A new study from the government's Analytical Center finds that roughly 17 % of the working population, about 12.1 million Russians, must scrape by on inadequate incomes. The working poor are defined as individuals whose incomes are insufficient to cover the minimum needed to support a family. Many working poor households rely on microcredit, payday loans or consumer credit. This is reflected in rising indebtedness among Russia's poorest households.
Low wages are a particular problem in public-sector fields dominated by female labour. Rosstat figures show that 7 % of wage-earners on average are paid wages below the monthly subsistence minimum. Over 17 % of people working in the education sector or various municipal services earn below-subsistence wages. The regional variation in the economic structure and the public sector's role are reflected in the regional variations in working poor numbers.
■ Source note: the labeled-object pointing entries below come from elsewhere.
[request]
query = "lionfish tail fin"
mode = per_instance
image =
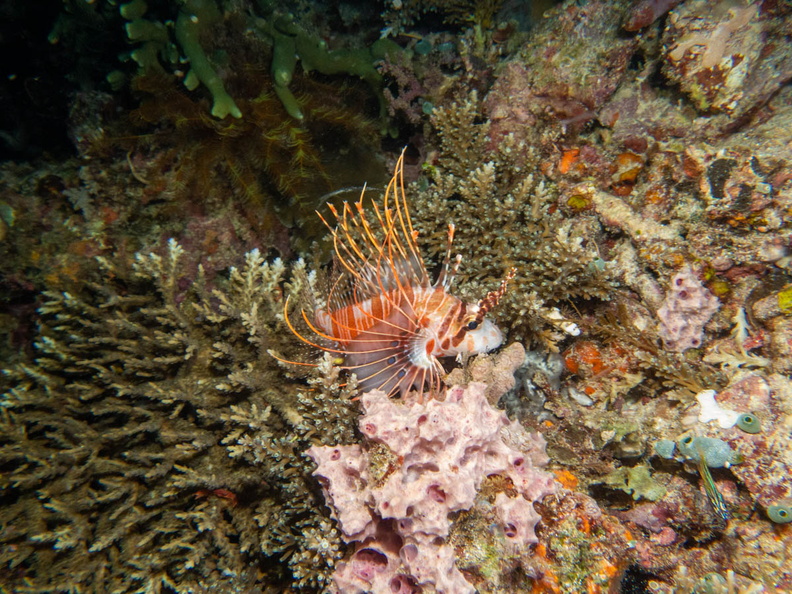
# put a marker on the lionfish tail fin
(448, 270)
(492, 298)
For example, in many regions of the North Caucasus Federal District over a fifth of workers are paid wages below the subsistence minimum.
Raising the minimum wage to the level required by the law, i.e. the subsistence minimum, has been discussed for years and is now set to be achieved by 2019. The minimum wage was raised twice in 2016, and at the beginning of July 2017 the monthly minimum wage was increased to 7,800 rubles (115 euros). The official minimum wage is now about 60 % of the average subsistence minimum and about 20 % of the average monthly wage, which is quite low by international standards. The minimum wage in most OECD countries is about 40 % of the average wage.